Si nuestras sociedades no son igualitarias, se preguntan: ¿por qué lo sería el entorno digital?
Safiya Umoja Noble, una de las investigadoras citadas en el libro, muestra cómo los modelos predictivos de inteligencia artificial, al nutrirse de datos recolectados en el pasado, pueden mantener sesgos discriminatorios. Por ejemplo, ejemplifica cómo las búsquedas de Google asocian ciertos adjetivos estereotipados o imágenes sexualizadas cuando el usuario busca términos como “chicas latinas” o “chicas afroamericanas”.
Alertar sobre estos sesgos de la programación y sobre las estructuras de funcionamiento de los medios para poder reflexionar al respecto, dicen algunos de los entrevistados por Mitchelstein y Boczkowski, es fundamental en el ámbito educativo cuando se abordan estas temáticas.
“La (característica) que se desprende de la dualidad es el conflicto. No vamos a estar necesariamente de acuerdo ni vamos a tener los mismos intereses ni agendas en cómo se debe usar la tecnología”, agrega Mitchelstein. Pensar que la tecnología resuelve la política y las diferencias, acota Boczkowski, es una fantasía del Silicon Valley.
El rumbo futuro, en cambio, es indeterminado. “El conflicto es absolutamente inherente.
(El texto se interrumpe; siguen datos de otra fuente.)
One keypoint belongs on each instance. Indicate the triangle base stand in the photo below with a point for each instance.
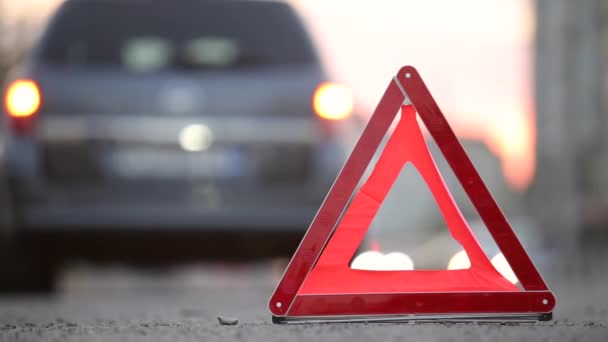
(451, 318)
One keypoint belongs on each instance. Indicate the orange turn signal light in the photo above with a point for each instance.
(22, 98)
(333, 101)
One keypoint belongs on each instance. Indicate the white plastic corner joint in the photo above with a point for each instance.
(406, 99)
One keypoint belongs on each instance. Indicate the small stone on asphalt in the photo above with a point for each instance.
(227, 320)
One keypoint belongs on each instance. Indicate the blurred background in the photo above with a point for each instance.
(151, 133)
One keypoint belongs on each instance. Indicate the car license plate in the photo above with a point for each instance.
(218, 163)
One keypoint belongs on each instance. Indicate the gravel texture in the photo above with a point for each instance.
(186, 308)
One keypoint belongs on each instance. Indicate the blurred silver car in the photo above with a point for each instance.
(171, 117)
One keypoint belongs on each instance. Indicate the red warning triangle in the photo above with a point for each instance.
(319, 284)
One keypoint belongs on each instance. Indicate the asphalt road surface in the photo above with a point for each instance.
(183, 305)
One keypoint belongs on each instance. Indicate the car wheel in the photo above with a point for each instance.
(23, 270)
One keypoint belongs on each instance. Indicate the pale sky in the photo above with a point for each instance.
(474, 55)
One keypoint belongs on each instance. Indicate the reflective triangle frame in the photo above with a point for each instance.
(287, 305)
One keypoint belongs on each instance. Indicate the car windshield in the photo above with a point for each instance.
(144, 36)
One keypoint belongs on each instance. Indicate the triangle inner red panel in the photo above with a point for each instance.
(332, 275)
(318, 280)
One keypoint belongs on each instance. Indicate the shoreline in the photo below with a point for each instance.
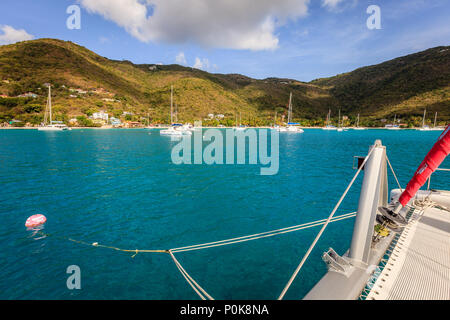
(166, 127)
Uno puede decir ‘es más probable que vaya para acá que para allá’, pero la historia de la humanidad muestra que la predicción es probabilística”, afirma Boczkowski.
Aunque ambos advierten el fenómeno de la polarización de los escenarios conflictivos, enseguida descartan que las redes sean las responsables. “Sí creo que hay posiblemente una intensificación emocional en la vida cotidiana de las personas”, aventura tentativamente Boczkowski.
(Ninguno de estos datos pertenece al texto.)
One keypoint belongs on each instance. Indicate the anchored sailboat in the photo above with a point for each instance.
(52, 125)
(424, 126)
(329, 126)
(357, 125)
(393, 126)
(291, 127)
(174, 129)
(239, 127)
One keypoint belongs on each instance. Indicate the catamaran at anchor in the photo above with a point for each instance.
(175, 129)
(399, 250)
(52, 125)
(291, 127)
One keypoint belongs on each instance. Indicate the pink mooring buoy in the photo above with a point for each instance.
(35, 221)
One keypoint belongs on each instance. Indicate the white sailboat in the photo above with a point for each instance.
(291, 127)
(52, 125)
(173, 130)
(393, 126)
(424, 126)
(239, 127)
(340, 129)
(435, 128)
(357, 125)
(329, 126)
En el libro, señalan que no hay evidencia concluyente para mostrar un correlato inexorable entre la circulación de fake news y comportamientos electorales. “Hay una cosa un poco snob o elitista, diría, atrás de eso, que es pensar que los algoritmos tienen efecto sobre ‘los demás’. Los demás votan a Trump, los demás votan Brexit. Más cerca, mi abuela o mi tía me mandan fake news por Whatsapp, no yo”, comenta Mitchelstein.
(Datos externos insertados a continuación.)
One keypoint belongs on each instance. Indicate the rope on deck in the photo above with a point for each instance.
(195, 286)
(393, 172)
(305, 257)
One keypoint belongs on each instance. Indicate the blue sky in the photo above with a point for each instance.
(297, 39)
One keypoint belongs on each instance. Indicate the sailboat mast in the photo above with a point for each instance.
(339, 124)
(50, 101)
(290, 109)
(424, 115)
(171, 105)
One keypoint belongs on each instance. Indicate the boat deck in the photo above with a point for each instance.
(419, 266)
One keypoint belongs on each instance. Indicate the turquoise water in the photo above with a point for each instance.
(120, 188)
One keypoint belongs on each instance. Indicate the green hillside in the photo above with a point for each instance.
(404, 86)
“Nosotros si algo quisimos hacer es que las columnas fueran claras respecto a los niveles de agencia que puede tener la gente”, sostiene Mitchelstein. Así, por todos los casos en los que el entorno digital reproduce desigualdades del mundo offline, los autores insisten en la posibilidad de prácticas emancipatorias creativas que utilizan los medios para llevar adelante luchas más fácil y masivamente que antes.
En campañas como las de Black Lives Matter o Ni una menos, el entorno digital cumplió un rol clave para dirigir la atención hacia cuestiones previamente relegadas socialmente. Aunque, como matizan los autores, no podrían haber sido tan efectivas sin el apoyo de un activismo con décadas de historia. Como señala Boczkowski: “El hecho de que haya más posibilidades, no significa que la lucha sea igual, porque en general no lo es. Pero sería bastante infantil pensar que lo es, porque no lo es en ninguna otra cosa”.